At Least Orphans Don’t Have to Deal With Family
Deadpool’s origin story includes a separate origin for his name: his friends bet he’d die. Hence the dead pool. They are all trying to live lives as uncivilized and unconventional as their sarcasm announces, so they act like they don’t believe there is any future. They’re free from the past and free from the future, too, and they live by choice as opposed to conformism to the social order. It’s not really surprising that this kind of posture of radical freedom is really about death.
Young adult fiction is despised by very many people who nevertheless admire Marvel, who owns and helped create Deadpool. That by itself shows a different audience and different social perspective on class or status, as well as economic activity.
Another very recent Marvel property developed to worldwide success is “Guardians of the Galaxy,” which has all of the humor and none of the R rating of “Deadpool.” It is more all-American, more moral, less vulgar. It does not have the same prestige, nor was it quite as successful, but it comes from the same thinking and corporate strategy to turn Marvel comics into the vaunted Marvel Cinematic Universe.

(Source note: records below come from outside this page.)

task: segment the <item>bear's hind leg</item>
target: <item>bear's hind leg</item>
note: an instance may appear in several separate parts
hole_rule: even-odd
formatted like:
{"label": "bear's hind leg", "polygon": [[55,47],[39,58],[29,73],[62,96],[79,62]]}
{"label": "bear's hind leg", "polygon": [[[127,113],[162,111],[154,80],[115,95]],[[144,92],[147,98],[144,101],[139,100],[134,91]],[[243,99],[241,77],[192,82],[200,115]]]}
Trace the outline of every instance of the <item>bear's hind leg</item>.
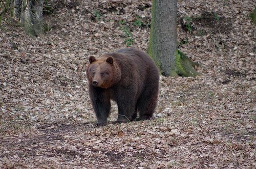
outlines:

“Guardians of the Galaxy” is also a superhero story about orphanhood, but this time there are five separate characters whose origin stories involve horrifying suffering. There’s variety in this case! (1) The hero is a boy who sees his mother die of cancer and later learns that he is a bastard after spending his life as an orphan among people who are trying to kill him. (2) The green girl he loves is an assassin raised by a monster who slaughtered her family and mutilates everyone he touches, body and soul. (3) The other human is not himself an orphan, but his family was also slaughtered by the same monster. He is alone, too, and seeks revenge. (4) Next is a sarcastic, insane talking raccoon whose creator is neither God nor nature, but a monstrous scientist who also mutilates everything he touches. (5) The possible exception is a magical tree, but then again, that’s also an image of supreme loneliness and is rather on the inhuman side. Creation and family are savaged relentlessly in every case.
This movie cost more than $170 million to make and grossed about as much as “Deadpool”: over $330 million in America and $770 million worldwide. It also is getting sequels, starting this year. So expect the storyline of democratic individualism to be about orphanhood for a while longer. This is where young people learn about suffering and the dark origin of its assertion of freedom. This is the new face of Everyman that no one wants to talk about.